Museum of Life Sciences
- Established: 2009
- Location: London, United Kingdom
- Coordinates: 51°30′10″N 0°05′23″W﻿ / ﻿51.502800°N 0.089629°W
- Type: Natural history museum, University museum
- Curator: Dr. Gillian Sales
- Website: Museum of Life Sciences

= Museum of Life Sciences =

The Museum of Life Sciences is a life science and natural history museum that is part of King's College London in London, England. It is housed on the Guy's Campus, adjacent to the Gordon Museum of Pathology in the Hodgkin Building. It was founded in 2009 and is the first new museum in King's College for over 100 years. It exists to explain the diversity of animal and plant life in the context of the biological and health sciences. The current curator is Dr Gillian Sales.
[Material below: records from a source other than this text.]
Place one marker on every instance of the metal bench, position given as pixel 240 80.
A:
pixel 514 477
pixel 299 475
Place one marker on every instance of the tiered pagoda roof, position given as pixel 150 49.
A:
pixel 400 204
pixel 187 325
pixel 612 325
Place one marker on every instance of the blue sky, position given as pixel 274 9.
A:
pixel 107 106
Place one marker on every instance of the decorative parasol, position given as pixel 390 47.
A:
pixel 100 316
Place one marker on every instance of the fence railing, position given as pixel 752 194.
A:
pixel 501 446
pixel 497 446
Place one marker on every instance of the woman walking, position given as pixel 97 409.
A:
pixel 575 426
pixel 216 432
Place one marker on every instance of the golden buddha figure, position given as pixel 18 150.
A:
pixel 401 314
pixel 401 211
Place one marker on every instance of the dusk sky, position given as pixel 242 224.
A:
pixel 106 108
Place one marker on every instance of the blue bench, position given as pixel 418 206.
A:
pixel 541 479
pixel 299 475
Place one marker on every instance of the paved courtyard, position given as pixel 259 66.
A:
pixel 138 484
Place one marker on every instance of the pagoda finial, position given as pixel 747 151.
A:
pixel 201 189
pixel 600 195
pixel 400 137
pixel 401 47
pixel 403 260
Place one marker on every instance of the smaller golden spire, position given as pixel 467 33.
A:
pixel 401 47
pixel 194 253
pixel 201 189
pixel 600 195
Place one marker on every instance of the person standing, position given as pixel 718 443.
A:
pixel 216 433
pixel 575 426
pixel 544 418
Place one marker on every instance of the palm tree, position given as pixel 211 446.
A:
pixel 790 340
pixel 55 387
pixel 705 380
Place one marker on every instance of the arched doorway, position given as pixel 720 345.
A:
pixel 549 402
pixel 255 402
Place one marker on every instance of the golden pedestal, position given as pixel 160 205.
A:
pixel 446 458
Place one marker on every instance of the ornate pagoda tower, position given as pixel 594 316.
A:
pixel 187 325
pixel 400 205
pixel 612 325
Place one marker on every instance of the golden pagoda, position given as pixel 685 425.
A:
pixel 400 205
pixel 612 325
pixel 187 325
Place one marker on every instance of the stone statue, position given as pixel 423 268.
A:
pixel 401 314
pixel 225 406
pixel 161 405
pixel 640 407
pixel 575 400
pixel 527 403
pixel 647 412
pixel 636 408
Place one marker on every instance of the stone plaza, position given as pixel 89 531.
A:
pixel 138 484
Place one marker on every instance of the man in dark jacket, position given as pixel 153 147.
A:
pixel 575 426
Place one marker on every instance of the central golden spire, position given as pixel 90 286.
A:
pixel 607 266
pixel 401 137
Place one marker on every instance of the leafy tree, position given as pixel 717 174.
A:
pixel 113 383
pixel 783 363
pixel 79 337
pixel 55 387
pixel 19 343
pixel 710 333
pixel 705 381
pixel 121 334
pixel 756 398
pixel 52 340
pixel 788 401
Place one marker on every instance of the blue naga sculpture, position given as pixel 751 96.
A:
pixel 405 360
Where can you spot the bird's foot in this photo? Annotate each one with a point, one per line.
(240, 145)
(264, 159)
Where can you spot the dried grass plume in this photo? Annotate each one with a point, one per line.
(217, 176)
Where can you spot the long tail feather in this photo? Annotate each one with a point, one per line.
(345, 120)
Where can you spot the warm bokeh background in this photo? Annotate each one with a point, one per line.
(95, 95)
The Museum contains historic biological and pharmaceutical collections from the constituent colleges (Queen Elizabeth College, Chelsea College, King's College London and Guy's Medical School) that make up the modern King's College London with the exception of St. Thomas Hospital. The specimens of the Museum date from 1800s to the present, and are arranged into distinct collections: Zoological, Botanical, Pharmaceutical, Microscope Slide and Craniofacial Skeletal collections. These include skeletons, fluid-preserved material, taxidermy, dried items, fossils, microscope and a herbarium of plant material.